FACS により、99.99% の精度で個々の細胞を正確に分離および分析できます。

蛍光色素とフローサイトメトリーを使用して、サイズ、表面マーカー、蛍光強度などのさまざまなパラメーターに基づいて細胞を分類します。


FACS は、がん研究、免疫学、幹細胞研究、発生生物学、臨床診断に応用されています。


蛍光活性化細胞選別はどのように機能しますか?


蛍光活性化セルソーティング (FACS) は、混合集団から特定の細胞タイプを分離するために使用できる技術です。 FACS は、細胞を蛍光色素で標識し、蛍光強度に従って分類できるという原理に基づいています。 FACS は、レーザー光線を通過する細胞の蛍光を測定できる機械であるフローサイトメーターを使用して実行されます。


FACS の主な利点は、細胞分離、細胞標識、および細胞分析です。細胞分離は FACS の最も一般的なアプリケーションであり、細胞のサイズ、形状、表面マーカーなどのさまざまなパラメーターに基づいて実行されます。一般的に使用される表面マーカーには、CD45 (白血球マーカー)、CD14 (単球マーカー)、および HLA-DR (T 細胞マーカー) などの CD マーカーが含まれます。


細胞の標識は、FACS を使用して実行されるもう 1 つの一般的なプロセスです。細胞は、特定のタンパク質または DNA 配列に結合する蛍光色素で標識できます。これにより、特定のタンパク質または DNA 配列の検出と定量が可能になります。細胞分析は FACS の最後の利点です。細胞は、そのサイズ、形状、蛍光強度、その他のパラメーターについて分析できます。これにより、細胞集団の特性評価が可能になります。


FACS は、遠心分離や濾過などの従来の細胞分離技術に比べて多くの利点を提供します。 FACS はこれらの方法よりもはるかに高速で、多くの場合数分で完了します。第二に、FACS は、他の方法では分離が難しい細胞を精製するために使用できます。最後に、FACS を使用して細胞を複数のグループに分類することができ、細胞集団のより詳細な分析が可能になります。


蛍光標識された細胞を含む細胞混合物がノーゼルから排出されます


レーザービームが液滴に当たる


FSC検出器は細胞のサイズを識別します


SCC検出器は細胞の粒度または蛍光を識別します


電極は正または負の電荷を割り当てます


正に帯電した細胞は負のプレートに引き寄せられ、負の細胞は正のプレートに引き寄せられます。

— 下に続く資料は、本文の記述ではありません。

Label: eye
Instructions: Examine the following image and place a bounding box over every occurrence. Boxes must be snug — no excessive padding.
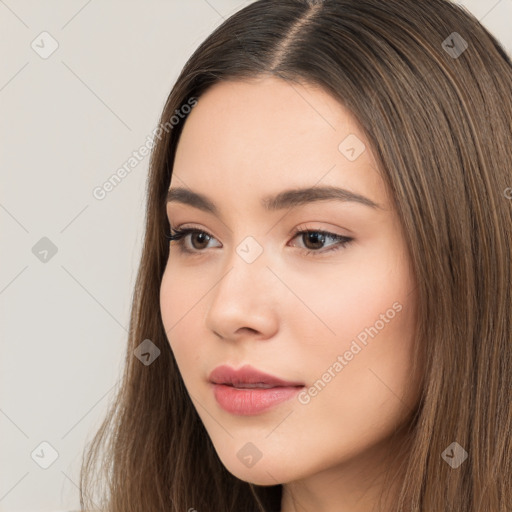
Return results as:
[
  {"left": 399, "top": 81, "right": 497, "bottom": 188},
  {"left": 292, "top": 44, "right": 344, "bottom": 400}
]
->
[
  {"left": 288, "top": 228, "right": 353, "bottom": 256},
  {"left": 166, "top": 228, "right": 218, "bottom": 253},
  {"left": 166, "top": 228, "right": 353, "bottom": 256}
]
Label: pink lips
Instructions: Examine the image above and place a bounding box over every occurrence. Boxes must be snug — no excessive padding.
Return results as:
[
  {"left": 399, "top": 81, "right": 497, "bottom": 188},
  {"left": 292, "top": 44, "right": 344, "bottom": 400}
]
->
[{"left": 209, "top": 365, "right": 304, "bottom": 415}]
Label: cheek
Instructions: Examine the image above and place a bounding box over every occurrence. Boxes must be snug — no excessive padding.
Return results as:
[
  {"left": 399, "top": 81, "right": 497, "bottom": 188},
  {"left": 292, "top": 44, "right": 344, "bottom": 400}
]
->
[{"left": 160, "top": 265, "right": 203, "bottom": 377}]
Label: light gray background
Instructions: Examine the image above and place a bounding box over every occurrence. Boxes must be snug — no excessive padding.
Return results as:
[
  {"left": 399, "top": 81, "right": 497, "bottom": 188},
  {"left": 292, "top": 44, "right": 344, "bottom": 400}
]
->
[{"left": 0, "top": 0, "right": 512, "bottom": 512}]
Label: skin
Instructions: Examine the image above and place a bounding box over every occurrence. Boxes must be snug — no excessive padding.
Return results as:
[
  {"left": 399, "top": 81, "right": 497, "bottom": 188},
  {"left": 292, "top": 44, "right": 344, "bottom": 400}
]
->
[{"left": 160, "top": 77, "right": 419, "bottom": 512}]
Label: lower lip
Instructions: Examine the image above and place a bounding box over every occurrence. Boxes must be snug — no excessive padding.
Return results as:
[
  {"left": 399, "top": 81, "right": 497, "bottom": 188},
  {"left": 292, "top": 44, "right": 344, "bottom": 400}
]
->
[{"left": 211, "top": 384, "right": 304, "bottom": 416}]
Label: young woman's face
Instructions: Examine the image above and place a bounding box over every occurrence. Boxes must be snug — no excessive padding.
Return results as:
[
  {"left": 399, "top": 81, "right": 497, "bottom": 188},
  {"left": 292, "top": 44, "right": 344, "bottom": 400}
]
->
[{"left": 160, "top": 78, "right": 418, "bottom": 492}]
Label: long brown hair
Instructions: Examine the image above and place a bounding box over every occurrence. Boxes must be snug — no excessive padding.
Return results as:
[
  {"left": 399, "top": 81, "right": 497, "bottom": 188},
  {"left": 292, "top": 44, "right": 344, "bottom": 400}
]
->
[{"left": 80, "top": 0, "right": 512, "bottom": 512}]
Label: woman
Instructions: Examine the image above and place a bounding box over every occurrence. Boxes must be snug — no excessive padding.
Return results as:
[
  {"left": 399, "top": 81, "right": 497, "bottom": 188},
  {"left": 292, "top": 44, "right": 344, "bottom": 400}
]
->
[{"left": 81, "top": 0, "right": 512, "bottom": 512}]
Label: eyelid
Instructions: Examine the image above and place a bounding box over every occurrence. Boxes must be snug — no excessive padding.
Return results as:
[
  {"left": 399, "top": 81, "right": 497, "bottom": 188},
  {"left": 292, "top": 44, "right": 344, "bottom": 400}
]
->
[{"left": 167, "top": 224, "right": 355, "bottom": 257}]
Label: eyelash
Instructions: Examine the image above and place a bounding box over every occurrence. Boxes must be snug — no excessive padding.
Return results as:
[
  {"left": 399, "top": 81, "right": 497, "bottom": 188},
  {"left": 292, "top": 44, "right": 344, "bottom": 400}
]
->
[{"left": 165, "top": 228, "right": 354, "bottom": 256}]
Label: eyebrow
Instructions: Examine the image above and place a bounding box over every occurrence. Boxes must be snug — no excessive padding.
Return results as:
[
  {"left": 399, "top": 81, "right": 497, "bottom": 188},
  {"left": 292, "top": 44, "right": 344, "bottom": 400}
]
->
[{"left": 167, "top": 186, "right": 382, "bottom": 216}]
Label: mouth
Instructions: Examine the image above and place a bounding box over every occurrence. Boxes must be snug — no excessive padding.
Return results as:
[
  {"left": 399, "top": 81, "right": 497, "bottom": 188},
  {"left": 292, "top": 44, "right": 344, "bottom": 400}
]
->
[{"left": 210, "top": 383, "right": 304, "bottom": 416}]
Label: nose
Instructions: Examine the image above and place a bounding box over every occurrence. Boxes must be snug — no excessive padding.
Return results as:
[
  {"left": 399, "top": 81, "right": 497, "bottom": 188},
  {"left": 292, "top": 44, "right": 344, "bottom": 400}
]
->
[{"left": 204, "top": 243, "right": 283, "bottom": 341}]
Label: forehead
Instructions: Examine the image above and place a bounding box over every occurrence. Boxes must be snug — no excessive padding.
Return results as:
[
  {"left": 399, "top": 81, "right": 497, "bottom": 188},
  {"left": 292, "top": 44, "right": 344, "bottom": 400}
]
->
[{"left": 171, "top": 78, "right": 386, "bottom": 210}]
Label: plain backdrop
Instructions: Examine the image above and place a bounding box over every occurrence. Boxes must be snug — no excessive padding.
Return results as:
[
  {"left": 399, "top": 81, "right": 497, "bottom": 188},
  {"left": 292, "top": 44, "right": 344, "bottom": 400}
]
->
[{"left": 0, "top": 0, "right": 512, "bottom": 512}]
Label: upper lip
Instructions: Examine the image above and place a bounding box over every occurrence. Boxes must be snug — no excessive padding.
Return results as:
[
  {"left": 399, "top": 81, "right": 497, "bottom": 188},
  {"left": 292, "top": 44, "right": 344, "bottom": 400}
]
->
[{"left": 208, "top": 364, "right": 304, "bottom": 387}]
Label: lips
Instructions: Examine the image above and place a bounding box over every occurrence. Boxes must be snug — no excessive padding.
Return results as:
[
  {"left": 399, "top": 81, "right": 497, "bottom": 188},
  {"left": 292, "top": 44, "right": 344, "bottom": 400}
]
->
[{"left": 208, "top": 365, "right": 304, "bottom": 389}]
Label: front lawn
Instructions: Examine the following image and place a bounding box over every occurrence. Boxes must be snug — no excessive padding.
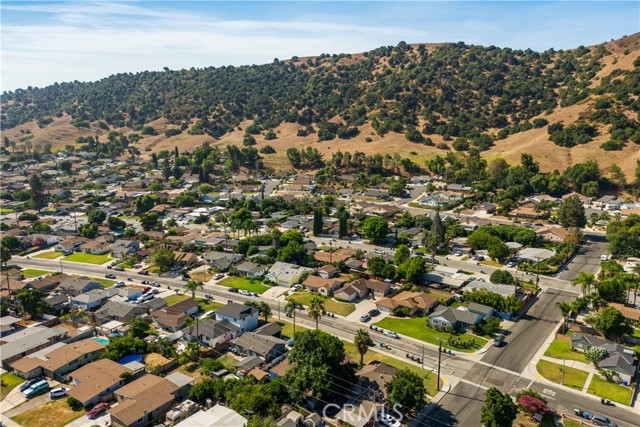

分離された細胞は異なるコレクションチューブに集められます

蛍光活性化細胞選別プロトコル


蛍光活性化細胞選別は複雑な手順であり、訓練を受けた人材と特殊な機器が必要です。

FACS ソーティングの最初のステップは、細胞を蛍光色素で標識することです。蛍光色素は通常、特定の細胞表面マーカーに結合する抗体に結合します。細胞は通常、PE または FITC 結合抗体で標識されます。 FITC は青色光によって励起される緑色蛍光染料であり、PE は緑色光によって励起される赤色蛍光染料です。細胞は蛍光色素とともに 30 ~ 60 分間インキュベートされます。


インキュベーション後、細胞を洗浄し、緩衝液を使用して希釈します。細胞選別バッファーには、選別プロセス中に細胞を健康に保つのに役立つ塩、タンパク質、およびその他の分子が含まれています。次に、細胞をリン酸緩衝食塩水 (PBS) に再懸濁して、未結合の色素を除去します。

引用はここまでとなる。